Yellen’s main objective will be to enhance food security by implementing modifications to multilateral development banks and replenishing the International Fund for Agricultural Development. This task may prove challenging due to the growing tendency of G20 nations to form alliances and the absence of certain leaders, such as Chinese President Xi Jinping, who have chosen not to attend the summit.

Josh Lipsky, senior director of the Atlantic Council’s GeoEconomics Center, said the meetings should be an opportunity to work at what the nations agree upon, including multilateral development bank issues and changes to debt restructuring.

“I cannot reword.”

According to a report from the International Monetary Fund in August, there are potential dangers associated with increased fractures in the global economy. The report suggests that imposing more trade restrictions could lead to a significant decline in global economic output, estimated to be around 7% in the long run, equivalent to approximately $7.4 trillion.

The trade between China and Russia has significantly increased, primarily because of the Western sanctions on Russia and the price limit on Russian oil. This limit enables China and India to buy energy from Russia at lower prices. However, China’s economy is currently experiencing a general decline.

Mark Sobel, a senior adviser at the Center for Strategic and International Studies, said that despite Russian oil shipments being reoriented to China and India, the G7 anticipated “if it gave China and India greater scope to seek discounts on Russian oil, that meant less revenue for Russia and was consistent with the thrust of G7 actions.”

Sobel said the sanctions against Russia as well as other measures to curb Russian oil proceeds were “targeted and highly appropriate.”

Russia and China are increasingly trading in China’s yuan, which replaced the U.S. dollar as Russia’s most traded currency in early 2023.

The BRICS countries have reached a consensus to enhance the use of their own currencies in trade, aiming to decrease dependence on the U.S. dollar.

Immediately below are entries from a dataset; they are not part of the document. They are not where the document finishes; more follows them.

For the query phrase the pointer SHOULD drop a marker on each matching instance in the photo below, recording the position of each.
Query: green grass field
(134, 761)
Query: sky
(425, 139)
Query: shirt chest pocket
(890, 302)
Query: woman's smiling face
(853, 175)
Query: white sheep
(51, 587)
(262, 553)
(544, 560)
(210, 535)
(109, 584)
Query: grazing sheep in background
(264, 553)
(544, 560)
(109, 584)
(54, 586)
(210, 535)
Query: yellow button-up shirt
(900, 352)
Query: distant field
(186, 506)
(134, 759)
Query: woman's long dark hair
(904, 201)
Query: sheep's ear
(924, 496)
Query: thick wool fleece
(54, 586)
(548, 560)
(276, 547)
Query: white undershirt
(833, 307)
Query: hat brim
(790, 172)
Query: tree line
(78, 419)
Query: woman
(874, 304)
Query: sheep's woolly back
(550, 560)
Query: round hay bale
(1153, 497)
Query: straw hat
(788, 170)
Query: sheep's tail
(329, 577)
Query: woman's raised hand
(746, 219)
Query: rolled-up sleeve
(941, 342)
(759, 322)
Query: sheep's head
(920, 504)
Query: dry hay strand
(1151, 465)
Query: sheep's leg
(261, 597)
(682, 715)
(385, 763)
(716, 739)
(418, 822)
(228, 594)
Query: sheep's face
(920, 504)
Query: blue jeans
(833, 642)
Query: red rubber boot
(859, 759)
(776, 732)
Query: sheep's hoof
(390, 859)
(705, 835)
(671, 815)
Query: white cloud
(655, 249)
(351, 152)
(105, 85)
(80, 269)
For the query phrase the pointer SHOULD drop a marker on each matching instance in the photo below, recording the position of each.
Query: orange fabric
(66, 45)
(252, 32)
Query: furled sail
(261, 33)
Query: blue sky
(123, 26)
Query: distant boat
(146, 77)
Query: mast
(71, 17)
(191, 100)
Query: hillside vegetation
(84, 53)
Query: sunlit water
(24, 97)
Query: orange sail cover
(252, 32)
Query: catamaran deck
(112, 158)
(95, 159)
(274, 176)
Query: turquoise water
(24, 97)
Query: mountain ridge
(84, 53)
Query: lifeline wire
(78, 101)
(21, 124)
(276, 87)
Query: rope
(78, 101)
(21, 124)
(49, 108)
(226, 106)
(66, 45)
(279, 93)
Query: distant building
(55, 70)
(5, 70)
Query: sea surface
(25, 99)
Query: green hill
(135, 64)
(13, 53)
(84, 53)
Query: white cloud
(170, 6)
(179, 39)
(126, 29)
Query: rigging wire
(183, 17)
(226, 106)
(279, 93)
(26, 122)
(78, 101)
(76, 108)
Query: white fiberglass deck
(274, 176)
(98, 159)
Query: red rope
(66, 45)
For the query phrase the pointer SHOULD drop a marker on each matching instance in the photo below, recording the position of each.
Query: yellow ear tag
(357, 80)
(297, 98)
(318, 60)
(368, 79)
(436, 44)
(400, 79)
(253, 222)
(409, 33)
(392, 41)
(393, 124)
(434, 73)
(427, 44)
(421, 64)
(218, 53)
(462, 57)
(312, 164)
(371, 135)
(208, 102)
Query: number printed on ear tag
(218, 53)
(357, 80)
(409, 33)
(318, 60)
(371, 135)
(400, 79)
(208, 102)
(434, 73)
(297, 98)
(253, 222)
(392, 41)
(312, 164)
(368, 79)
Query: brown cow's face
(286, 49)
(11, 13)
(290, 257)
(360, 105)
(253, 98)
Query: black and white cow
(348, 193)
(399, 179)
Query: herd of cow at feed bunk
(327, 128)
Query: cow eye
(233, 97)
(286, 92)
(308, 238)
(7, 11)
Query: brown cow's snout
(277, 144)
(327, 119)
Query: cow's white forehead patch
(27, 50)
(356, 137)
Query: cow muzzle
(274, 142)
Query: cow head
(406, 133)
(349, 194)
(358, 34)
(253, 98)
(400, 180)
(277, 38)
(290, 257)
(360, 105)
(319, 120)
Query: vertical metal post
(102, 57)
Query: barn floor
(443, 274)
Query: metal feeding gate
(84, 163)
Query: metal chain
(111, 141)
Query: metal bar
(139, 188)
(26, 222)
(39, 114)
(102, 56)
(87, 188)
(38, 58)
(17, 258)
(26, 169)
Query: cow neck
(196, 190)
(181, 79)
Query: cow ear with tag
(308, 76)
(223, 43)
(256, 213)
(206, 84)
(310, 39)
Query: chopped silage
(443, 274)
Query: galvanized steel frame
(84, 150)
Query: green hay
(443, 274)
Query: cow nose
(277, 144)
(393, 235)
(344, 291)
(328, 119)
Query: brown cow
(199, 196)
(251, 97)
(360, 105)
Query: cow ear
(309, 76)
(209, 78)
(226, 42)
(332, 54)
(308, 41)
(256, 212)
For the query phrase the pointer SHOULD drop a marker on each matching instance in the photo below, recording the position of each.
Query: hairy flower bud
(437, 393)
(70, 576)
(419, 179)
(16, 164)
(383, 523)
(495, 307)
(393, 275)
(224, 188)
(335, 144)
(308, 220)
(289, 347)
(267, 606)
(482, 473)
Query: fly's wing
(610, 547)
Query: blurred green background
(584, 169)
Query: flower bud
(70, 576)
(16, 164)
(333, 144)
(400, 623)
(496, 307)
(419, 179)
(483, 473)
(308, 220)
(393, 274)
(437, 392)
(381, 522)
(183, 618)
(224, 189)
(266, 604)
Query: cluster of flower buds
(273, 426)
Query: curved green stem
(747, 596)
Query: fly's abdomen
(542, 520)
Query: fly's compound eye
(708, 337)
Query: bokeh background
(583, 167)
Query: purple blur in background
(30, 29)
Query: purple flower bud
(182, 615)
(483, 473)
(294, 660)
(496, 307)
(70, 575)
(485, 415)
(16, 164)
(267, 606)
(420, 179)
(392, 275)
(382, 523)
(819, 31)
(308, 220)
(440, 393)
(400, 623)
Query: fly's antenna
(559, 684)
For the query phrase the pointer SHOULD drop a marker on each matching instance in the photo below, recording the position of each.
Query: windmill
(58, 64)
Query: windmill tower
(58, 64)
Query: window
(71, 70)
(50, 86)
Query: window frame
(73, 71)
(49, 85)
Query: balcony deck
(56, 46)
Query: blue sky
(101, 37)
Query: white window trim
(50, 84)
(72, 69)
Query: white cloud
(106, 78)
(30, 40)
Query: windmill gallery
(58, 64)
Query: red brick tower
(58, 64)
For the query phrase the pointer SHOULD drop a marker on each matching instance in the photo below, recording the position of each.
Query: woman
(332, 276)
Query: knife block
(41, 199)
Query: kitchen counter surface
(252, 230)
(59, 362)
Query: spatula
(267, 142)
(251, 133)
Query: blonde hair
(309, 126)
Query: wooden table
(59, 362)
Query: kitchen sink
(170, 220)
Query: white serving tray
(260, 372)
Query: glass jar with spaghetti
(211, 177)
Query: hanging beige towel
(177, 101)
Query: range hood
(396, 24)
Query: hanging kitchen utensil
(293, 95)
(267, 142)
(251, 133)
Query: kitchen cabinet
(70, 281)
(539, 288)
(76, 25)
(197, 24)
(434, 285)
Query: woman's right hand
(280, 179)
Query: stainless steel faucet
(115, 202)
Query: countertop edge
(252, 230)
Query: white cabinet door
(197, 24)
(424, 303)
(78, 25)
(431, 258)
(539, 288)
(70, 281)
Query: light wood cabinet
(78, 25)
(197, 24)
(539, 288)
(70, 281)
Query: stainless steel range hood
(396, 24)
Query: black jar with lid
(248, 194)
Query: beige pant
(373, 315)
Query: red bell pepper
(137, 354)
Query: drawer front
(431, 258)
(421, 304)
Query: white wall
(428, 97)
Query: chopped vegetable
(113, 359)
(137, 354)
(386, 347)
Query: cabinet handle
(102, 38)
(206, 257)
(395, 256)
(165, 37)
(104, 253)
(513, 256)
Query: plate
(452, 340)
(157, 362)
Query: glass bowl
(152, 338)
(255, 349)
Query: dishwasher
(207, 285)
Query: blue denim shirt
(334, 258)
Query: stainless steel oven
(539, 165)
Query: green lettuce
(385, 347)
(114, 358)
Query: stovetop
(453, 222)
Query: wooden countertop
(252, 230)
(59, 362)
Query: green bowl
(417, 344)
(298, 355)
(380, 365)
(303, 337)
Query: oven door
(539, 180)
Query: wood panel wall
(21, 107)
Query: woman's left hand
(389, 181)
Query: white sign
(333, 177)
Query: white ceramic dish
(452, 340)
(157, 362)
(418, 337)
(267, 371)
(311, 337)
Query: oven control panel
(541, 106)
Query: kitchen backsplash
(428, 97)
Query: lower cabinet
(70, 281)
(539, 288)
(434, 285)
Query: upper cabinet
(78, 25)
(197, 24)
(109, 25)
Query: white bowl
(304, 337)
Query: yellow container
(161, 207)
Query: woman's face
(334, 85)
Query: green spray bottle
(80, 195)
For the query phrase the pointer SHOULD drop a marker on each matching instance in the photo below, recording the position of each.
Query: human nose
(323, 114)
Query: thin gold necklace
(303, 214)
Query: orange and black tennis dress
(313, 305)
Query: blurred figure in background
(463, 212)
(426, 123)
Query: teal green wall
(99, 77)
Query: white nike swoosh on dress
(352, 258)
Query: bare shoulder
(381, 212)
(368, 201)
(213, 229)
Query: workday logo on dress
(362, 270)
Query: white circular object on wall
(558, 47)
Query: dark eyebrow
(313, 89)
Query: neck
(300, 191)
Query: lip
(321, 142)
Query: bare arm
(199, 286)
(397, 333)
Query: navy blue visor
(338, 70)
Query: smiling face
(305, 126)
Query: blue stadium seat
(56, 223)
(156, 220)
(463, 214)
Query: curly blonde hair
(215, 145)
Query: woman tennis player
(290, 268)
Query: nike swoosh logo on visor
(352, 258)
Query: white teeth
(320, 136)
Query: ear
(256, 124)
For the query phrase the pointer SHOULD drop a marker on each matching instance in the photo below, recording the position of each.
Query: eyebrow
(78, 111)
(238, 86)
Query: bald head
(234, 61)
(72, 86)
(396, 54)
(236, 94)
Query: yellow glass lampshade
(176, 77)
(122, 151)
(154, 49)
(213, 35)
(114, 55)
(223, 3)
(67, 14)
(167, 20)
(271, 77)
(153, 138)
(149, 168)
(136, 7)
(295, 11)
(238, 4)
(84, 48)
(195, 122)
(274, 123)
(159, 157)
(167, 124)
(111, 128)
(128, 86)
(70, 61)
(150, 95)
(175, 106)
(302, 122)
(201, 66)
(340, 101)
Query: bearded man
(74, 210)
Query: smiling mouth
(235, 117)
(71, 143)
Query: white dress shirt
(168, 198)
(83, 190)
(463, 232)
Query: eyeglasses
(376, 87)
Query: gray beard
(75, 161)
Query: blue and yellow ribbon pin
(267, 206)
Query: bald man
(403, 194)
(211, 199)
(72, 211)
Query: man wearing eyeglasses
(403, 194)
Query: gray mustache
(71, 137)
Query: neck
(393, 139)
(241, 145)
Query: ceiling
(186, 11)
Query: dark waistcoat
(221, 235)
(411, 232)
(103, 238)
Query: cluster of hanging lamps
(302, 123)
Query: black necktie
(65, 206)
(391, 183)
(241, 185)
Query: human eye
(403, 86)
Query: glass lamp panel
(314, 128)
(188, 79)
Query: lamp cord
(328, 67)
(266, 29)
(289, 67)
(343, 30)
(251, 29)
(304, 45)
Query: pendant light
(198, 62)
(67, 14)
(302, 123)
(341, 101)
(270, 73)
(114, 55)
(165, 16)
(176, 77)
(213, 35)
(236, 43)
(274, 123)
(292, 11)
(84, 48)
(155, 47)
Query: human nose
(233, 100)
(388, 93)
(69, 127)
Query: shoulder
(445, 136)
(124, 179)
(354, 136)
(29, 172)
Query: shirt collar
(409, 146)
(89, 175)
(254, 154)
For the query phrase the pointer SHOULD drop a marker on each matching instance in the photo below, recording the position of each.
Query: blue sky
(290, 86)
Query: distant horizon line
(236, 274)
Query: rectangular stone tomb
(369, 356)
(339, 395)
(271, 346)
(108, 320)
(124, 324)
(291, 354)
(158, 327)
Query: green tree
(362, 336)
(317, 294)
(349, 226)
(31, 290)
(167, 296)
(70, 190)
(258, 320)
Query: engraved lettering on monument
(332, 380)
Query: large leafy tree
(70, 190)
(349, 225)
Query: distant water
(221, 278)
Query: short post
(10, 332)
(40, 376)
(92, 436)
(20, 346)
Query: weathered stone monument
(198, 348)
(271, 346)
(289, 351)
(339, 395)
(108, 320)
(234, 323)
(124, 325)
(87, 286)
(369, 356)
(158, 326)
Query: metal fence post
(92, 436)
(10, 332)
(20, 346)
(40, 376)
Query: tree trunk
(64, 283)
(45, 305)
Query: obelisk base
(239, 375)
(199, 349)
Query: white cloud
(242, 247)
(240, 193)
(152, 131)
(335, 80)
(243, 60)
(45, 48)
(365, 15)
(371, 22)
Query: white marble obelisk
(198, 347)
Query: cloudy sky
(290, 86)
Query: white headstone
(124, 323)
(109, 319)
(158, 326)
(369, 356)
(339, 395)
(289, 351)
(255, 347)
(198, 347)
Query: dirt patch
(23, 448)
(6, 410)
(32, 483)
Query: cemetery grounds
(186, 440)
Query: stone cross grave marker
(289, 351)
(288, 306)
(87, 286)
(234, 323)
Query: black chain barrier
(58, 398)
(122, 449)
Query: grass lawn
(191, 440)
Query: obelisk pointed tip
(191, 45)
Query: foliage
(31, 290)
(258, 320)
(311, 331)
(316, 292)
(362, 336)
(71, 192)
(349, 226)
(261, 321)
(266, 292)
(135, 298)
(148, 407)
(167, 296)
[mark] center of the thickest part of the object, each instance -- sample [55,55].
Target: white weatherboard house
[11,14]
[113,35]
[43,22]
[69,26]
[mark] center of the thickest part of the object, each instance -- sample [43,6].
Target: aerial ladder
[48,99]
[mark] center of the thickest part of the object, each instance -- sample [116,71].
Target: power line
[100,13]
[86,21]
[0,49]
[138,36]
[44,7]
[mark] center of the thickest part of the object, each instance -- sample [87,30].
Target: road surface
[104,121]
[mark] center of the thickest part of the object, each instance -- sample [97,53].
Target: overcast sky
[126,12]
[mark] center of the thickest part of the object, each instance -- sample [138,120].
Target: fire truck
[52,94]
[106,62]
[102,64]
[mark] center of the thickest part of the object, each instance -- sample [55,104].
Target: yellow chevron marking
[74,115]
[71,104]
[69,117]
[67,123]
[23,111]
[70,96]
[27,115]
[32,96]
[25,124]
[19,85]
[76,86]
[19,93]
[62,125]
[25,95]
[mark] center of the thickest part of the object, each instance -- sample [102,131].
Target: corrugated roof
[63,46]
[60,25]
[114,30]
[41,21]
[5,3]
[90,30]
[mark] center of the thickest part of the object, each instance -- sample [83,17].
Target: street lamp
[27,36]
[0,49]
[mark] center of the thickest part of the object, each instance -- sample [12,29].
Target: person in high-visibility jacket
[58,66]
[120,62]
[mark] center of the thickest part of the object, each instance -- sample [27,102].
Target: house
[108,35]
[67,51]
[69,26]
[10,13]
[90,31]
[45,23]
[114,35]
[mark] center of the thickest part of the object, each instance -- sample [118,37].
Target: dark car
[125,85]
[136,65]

Concerns are growing among critics in developing nations regarding the U.S.’s capacity to utilize the global impact of the dollar to enforce sanctions on its adversaries, such as Russia.

In 2015, the BRICS nations introduced the New Development Bank as a substitute for the International Monetary Fund and World Bank, which were primarily influenced by the United States and Europe.

“I cannot reword”

The G20 consists of the European Union and the following countries: Argentina, Australia, Brazil, Britain, Canada, China, France, Germany, India, Indonesia, Italy, Japan, Mexico, Russia, Saudi Arabia, South Africa, South Korea, Turkey, and the United States.